AĞLAYAN ELMA İLE GÜLEN ELMA
Bir varmış bir yokmuş. Evvel zamanda bir padişah ve üç de oğlu varmış. Bunlar ülkelerinde mutlu bir hayat sürerlermiş.
Küçük oğlan bir gün köşkünde otururken, sokaktaki çeşmeden su almak
için bir kocakarının geldiğini görmüş. Oğlan ninenin testisine küçük
bir taş atmış ve testiyi kırmış. Nine bir şey söylemeden evine dönmüş.
Bir testi daha alıp gene çeşmeye gelmiş. Oğlan bu sefer de bir taş atıp
testiyi kırmış. Nine sessizce evine geri dönmüş.

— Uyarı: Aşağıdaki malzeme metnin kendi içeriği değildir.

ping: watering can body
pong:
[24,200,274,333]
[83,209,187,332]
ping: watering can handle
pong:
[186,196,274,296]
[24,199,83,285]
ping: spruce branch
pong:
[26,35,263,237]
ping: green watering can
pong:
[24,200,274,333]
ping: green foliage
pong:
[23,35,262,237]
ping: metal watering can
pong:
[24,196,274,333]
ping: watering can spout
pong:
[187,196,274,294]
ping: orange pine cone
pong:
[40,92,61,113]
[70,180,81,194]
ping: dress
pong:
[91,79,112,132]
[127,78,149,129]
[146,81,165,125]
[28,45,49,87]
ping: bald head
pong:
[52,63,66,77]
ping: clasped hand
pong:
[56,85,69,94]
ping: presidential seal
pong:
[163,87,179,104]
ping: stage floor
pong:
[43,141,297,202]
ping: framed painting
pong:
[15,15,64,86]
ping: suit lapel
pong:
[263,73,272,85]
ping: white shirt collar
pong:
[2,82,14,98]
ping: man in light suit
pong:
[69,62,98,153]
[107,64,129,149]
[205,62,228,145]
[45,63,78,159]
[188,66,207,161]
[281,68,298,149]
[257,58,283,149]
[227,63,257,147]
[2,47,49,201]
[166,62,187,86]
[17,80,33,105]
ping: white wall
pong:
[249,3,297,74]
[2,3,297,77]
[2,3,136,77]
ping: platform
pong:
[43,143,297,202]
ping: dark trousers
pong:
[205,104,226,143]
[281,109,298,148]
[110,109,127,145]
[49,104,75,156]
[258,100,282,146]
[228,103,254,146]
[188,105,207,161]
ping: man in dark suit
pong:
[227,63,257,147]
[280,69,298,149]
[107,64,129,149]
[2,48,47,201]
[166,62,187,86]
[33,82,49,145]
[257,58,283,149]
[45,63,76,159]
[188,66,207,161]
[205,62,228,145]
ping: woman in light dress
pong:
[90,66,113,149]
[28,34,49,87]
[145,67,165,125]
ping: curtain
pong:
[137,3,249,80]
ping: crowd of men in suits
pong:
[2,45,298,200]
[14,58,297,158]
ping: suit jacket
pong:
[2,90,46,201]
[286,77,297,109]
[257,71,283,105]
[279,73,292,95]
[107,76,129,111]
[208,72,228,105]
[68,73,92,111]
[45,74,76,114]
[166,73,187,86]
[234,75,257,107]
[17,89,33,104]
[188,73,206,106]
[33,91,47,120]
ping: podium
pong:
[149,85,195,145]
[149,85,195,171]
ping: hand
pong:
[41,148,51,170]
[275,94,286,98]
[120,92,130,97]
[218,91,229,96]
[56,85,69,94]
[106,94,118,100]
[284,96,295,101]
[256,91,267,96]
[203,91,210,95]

Ertesi gün testi elinde gene çeşmeye gelmiş. Oğlan, ninenin geldiğini
yukarıdan görüp hemen eline bir taş daha almış. Uygun bir anda atıp
gene testiyi kırmış.
Nine başını kaldırmış:
-Hey oğul, bir şeycikler demem.. Dilerim Mevla’dan, ağlayan elma ile gülen elmaya aşık olasın demiş, çekip gitmiş.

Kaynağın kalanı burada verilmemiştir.